Голосу его, в отличие от голоса Джун, не была свойственна резковатая аристократическая манера дикторов военного времени, он говорил тоном выше, излишне четко выговаривая каждый звук, — подобный голос мог, наверное, быть у Литтона Стрэчи
[15]или у Малькольма Маггериджа,
[16]так раньше говорили отдельные хорошо образованные валлийцы. Если вы не были предварительно знакомы с Бернардом и не успели проникнуться к нему теплыми чувствами, вам этот голос вполне мог бы показаться манерным.

— Все дело в том, что единство Германии — вопрос решенный. Русские, конечно, будут бряцать саблями, французы радостно размахивать руками, а британцы, как всегда, пробормочут что-нибудь невразумительное. Насчет американцев — кто знает, что им нужно, что им понравится? Но это и не важно. Немцы объединятся просто потому, что хотят этого, что это прописано в их конституции, и никто не сможет им помешать. И вероятнее всего, случится это еще скорее, чем кажется, потому что ни один канцлер, если он, конечно, в своем уме, не отдаст такой славы своему преемнику. И произойдет это на тех условиях, которые выдвинут западные немцы, поскольку именно они и будут за все это платить.

Собственные суждения он подавал как вполне устоявшиеся факты, буквально волнами излучая чувство уверенности в собственной позиции. От меня требовалось высказывать по ходу дела иные точки зрения, независимо от того, верил я в них или нет. Манера Бернарда вести личные разговоры сформировалась под влиянием долгих лет, проведенных в публичных дебатах. Хороший, острый спор — лучшая дорога к истине. И вот, пока мы катили в сторону Хитроу, я послушно начал приводить аргументы в пользу того, что восточные немцы, может быть, и не горят желанием расставаться с некоторыми особенностями своей социальной системы и по этой причине их ассимиляция может оказаться делом не таким уж и легким, что Советский Союз держит в ГДР не одну сотню тысяч солдат и при желании может оказать на исход ситуации весьма серьезное воздействие и что с практической и экономической точек зрения объединение двух систем может затянуться на долгие годы.

Он удовлетворенно кивал головой. Пальцы его по-прежнему подпирали подбородок, и он терпеливо ждал, когда я закончу, чтобы всерьез взяться за мои аргументы. Он методично выстроил их по порядку. Общенародное недовольство восточногерманским режимом набрало такую силу, что устойчивые привязанности к тем или иным аспектам системы всплывут на поверхность слишком поздно и примут форму ностальгии; Советский Союз утратил интерес к контролю над западными сателлитами. Сверхдержавой он на сегодняшний день остался только с точки зрения военной силы и отчаянно нуждается в доброй воле Запада и в немецких деньгах; что же касается практических трудностей объединения Германии, с ними можно будет справиться позже, после того, как политическое воссоединение обеспечит нынешнему канцлеру место в учебниках истории и даст неплохие шансы победить на следующих выборах — с учетом миллионов новых благодарных ему избирателей.

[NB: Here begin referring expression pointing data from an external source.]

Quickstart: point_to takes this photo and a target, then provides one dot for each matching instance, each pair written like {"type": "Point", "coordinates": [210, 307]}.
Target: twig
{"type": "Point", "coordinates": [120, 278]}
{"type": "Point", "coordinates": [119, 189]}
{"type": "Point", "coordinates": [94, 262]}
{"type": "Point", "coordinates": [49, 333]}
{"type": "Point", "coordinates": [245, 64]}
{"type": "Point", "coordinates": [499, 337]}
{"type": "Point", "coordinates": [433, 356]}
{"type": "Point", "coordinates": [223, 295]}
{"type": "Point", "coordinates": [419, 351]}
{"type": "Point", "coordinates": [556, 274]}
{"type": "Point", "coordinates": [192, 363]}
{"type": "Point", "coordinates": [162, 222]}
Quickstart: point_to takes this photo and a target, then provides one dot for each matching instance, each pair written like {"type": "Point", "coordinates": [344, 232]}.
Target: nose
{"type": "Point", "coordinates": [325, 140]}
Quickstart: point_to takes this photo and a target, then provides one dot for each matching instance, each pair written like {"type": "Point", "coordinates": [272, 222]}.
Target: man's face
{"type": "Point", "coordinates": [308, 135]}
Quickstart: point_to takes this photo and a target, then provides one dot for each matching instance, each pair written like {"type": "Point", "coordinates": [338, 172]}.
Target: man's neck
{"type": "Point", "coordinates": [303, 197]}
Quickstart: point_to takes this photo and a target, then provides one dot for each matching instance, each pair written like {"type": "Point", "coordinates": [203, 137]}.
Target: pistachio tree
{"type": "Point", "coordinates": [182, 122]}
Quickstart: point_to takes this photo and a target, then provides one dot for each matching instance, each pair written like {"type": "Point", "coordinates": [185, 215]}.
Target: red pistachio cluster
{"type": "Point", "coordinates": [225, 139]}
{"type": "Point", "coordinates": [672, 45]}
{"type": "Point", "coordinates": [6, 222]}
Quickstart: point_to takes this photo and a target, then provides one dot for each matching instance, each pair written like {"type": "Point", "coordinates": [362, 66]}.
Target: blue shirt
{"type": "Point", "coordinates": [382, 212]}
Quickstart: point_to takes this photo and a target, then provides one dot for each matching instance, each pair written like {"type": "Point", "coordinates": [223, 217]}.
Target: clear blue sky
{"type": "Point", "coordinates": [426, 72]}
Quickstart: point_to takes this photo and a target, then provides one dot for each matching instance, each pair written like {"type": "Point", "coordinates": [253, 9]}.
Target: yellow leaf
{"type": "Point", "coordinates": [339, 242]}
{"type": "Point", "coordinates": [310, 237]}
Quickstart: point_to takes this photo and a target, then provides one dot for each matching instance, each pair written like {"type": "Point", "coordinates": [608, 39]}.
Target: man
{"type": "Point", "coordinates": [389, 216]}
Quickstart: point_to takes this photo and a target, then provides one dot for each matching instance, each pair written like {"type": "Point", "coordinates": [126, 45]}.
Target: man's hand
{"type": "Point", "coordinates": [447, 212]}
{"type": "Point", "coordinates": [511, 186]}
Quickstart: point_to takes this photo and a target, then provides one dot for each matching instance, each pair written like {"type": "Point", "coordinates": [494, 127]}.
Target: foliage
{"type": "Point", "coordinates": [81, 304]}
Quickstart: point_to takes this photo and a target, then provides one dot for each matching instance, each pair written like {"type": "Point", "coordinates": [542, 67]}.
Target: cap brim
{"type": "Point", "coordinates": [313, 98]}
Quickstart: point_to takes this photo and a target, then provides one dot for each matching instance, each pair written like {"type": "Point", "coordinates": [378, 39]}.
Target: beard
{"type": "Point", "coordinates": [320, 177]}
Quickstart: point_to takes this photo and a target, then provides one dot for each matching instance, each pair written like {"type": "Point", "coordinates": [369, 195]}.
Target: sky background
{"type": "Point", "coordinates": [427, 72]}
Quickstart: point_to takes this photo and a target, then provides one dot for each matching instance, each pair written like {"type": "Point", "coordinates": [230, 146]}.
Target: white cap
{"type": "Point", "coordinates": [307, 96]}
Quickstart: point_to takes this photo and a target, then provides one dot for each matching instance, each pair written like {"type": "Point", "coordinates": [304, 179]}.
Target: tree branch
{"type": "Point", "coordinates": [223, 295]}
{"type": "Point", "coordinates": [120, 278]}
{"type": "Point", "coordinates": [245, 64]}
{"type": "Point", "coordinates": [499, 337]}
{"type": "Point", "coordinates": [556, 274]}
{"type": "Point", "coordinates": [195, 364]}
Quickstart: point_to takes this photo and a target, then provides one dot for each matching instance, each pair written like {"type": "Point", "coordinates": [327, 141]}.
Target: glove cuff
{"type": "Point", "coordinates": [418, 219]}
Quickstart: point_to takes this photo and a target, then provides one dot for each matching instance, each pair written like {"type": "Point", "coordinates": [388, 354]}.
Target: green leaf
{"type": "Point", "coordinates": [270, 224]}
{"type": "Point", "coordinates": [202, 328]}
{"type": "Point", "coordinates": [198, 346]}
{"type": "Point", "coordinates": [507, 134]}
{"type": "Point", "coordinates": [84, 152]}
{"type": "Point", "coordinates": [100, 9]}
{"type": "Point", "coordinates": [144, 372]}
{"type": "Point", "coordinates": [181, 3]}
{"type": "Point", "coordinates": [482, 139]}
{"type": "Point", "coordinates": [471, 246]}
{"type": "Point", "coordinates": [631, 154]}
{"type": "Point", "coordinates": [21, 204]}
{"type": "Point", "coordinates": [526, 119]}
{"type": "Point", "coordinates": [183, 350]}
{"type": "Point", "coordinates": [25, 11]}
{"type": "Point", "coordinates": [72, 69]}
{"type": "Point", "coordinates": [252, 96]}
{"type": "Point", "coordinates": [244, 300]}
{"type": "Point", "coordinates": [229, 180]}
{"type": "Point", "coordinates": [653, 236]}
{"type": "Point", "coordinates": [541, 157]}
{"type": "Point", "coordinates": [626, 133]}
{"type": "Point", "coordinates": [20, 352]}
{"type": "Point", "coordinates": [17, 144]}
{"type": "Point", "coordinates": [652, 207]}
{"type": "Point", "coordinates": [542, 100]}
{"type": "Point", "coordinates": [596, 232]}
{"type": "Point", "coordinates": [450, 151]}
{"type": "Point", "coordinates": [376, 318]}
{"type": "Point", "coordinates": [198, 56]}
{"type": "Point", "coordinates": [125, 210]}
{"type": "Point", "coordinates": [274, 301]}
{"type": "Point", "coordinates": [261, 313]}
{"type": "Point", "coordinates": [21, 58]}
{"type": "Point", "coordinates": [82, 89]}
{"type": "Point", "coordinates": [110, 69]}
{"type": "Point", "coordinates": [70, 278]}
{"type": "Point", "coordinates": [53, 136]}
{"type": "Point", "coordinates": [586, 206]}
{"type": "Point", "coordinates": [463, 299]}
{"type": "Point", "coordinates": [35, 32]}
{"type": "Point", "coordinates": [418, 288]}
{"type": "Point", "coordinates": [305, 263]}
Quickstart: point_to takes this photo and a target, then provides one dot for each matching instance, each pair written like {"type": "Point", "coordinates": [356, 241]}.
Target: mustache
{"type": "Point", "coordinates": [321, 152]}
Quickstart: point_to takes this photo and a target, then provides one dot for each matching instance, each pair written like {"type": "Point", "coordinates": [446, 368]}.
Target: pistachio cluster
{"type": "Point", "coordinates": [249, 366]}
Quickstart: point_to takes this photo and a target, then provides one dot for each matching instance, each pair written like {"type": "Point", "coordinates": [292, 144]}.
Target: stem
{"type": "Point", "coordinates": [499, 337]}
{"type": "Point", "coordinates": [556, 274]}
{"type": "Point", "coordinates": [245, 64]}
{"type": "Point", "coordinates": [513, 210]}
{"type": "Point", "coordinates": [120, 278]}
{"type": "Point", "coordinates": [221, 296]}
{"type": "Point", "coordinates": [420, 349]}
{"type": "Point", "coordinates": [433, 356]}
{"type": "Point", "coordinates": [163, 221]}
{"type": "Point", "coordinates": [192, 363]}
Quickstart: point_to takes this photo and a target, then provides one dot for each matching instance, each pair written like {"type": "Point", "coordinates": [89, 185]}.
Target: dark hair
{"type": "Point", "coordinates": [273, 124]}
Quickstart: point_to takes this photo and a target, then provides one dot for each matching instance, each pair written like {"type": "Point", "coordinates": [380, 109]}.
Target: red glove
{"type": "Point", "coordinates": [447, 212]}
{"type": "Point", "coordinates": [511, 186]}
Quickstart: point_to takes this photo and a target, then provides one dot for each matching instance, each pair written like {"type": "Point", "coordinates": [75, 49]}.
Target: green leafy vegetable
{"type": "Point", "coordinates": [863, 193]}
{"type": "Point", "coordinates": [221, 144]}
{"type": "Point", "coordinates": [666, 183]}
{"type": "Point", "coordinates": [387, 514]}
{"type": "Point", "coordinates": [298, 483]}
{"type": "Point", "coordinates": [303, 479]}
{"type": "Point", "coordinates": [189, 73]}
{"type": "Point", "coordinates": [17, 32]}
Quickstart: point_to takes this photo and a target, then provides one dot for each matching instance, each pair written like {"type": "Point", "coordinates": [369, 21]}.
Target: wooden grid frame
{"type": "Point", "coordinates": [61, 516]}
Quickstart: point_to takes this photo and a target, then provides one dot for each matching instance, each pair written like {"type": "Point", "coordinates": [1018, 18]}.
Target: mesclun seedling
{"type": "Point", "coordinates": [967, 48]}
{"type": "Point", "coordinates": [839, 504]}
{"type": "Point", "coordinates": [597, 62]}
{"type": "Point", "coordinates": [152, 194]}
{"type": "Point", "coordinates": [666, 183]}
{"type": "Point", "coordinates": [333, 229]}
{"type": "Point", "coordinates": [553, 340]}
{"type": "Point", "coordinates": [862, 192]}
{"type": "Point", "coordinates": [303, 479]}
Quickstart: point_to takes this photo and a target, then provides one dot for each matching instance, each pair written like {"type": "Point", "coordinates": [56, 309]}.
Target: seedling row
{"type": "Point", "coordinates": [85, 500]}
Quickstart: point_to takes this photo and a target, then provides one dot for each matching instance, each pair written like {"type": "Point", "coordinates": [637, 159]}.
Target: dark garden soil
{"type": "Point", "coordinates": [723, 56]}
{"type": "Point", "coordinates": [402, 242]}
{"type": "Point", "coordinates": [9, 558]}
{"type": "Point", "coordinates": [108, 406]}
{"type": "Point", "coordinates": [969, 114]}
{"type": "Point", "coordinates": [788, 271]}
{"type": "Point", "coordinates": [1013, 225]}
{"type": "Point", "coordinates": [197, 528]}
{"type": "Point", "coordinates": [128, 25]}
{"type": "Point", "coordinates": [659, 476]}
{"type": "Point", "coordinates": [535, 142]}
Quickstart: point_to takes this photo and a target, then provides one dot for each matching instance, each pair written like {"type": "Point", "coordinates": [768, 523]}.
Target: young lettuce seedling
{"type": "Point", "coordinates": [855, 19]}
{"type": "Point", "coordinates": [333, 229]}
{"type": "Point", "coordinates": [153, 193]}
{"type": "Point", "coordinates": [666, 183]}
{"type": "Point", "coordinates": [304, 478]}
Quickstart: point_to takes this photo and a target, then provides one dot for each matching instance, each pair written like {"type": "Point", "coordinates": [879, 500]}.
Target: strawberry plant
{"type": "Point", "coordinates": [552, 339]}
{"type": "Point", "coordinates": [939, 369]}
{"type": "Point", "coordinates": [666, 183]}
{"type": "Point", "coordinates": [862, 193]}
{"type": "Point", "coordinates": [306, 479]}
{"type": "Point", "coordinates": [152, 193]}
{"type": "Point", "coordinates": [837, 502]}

Бернард все говорил и говорил, судя по всему, не замечая, что такси уже остановилось возле терминала. Я наклонился вперед и выяснил, сколько мы должны водителю, покуда он пространнейшим образом отвечал на третью из сформулированных мною мыслей. Водитель развернулся и отодвинул стеклянную перегородку, чтобы послушать. Ему было за пятьдесят, лысый как колено, с пухлым на младенческий манер лицом и большими выпуклыми глазами невероятной, сияющей голубизны.